While most of the incidents reported in the press appear to have a US origin, such incidents do have local implications. Of the 100 million accounts reportedly affected by the hacking of Sony’s Playstation Network, 400,000 of them were Hong Kong accounts. The Privacy Commissioner for Personal Data in Hong Kong announced that he had commenced a compliance check to probe into the data breach. The Commissioner’s Office is also investigating whether Sony had taken all practicable steps to protect customer data against hacking.

Right now, Hong Kong does not have a mandatory data breach notification system, unlike some of the states in the US. This means that notifications are not required to be made to the Commissioner’s Office or to affected individuals when a breach of security leads to an unauthorised disclosure of personal data. Current proposals to amend the Personal Data (Privacy) Ordinance do not include the introduction of a mandatory system. However, even without regulatory intervention, and despite the costs involved in doing so, some entities do choose to notify individuals who are affected by a data breach.

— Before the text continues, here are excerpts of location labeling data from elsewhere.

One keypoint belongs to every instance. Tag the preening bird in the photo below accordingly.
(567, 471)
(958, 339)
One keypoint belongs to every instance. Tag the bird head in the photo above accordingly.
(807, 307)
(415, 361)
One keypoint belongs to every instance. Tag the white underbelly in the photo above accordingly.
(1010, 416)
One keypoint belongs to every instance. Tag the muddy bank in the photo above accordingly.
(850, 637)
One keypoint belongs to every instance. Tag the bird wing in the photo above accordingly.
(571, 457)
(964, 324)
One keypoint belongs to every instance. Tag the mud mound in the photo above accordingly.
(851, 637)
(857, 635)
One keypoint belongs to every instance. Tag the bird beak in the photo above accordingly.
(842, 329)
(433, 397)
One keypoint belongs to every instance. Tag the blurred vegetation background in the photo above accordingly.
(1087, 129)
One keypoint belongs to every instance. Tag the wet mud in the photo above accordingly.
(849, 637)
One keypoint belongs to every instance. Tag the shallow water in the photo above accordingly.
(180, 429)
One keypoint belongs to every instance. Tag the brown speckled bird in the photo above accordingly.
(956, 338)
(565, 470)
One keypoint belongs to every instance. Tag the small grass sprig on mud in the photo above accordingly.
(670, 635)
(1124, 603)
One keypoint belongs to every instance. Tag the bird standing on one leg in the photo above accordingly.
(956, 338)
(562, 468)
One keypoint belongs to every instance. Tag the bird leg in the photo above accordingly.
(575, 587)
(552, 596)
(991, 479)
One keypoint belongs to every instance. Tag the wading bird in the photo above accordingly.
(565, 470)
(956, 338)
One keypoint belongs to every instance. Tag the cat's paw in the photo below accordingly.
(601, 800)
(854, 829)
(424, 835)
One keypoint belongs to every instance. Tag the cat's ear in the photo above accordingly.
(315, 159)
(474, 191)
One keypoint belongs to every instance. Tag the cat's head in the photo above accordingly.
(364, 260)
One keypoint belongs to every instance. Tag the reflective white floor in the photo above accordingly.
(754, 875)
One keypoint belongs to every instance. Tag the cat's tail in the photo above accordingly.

Notifications of data breaches, and the associated expenses, are but one of the many consequences that might be faced by an entity which has encountered a cyber security breach. A cyber attack can cost an entity many millions of dollars. The recent spate of high-profile security breaches would, therefore, seem to be a welcome marketing tool for insurers selling cyber insurance. The recent incidents certainly raise awareness about the role which cyber insurance can play in transferring risk and in increasing cyber security. 

Cyber insurance can provide coverage not only for the costs of breach notifications, but also for business interruption losses, the costs of engaging IT forensic experts, extortion losses, as well as credit monitoring expenses and the costs of hiring public relations consultants to deal with reputational damage.

Cyber insurance might also lead to improved cyber security by encouraging the adoption of best practices or preventative measures because insurers will generally require a certain level of security as a precondition of coverage. Premiums may vary depending on the level of security implemented by the insured. Some think that cyber insurance may prove to be an effective, market-driven way of increasing cyber security.

The recent attacks help make a compelling case for purchasing cyber insurance. However, they should also serve as a stark reminder to insurers of the considerable risk they take on in insuring such risks.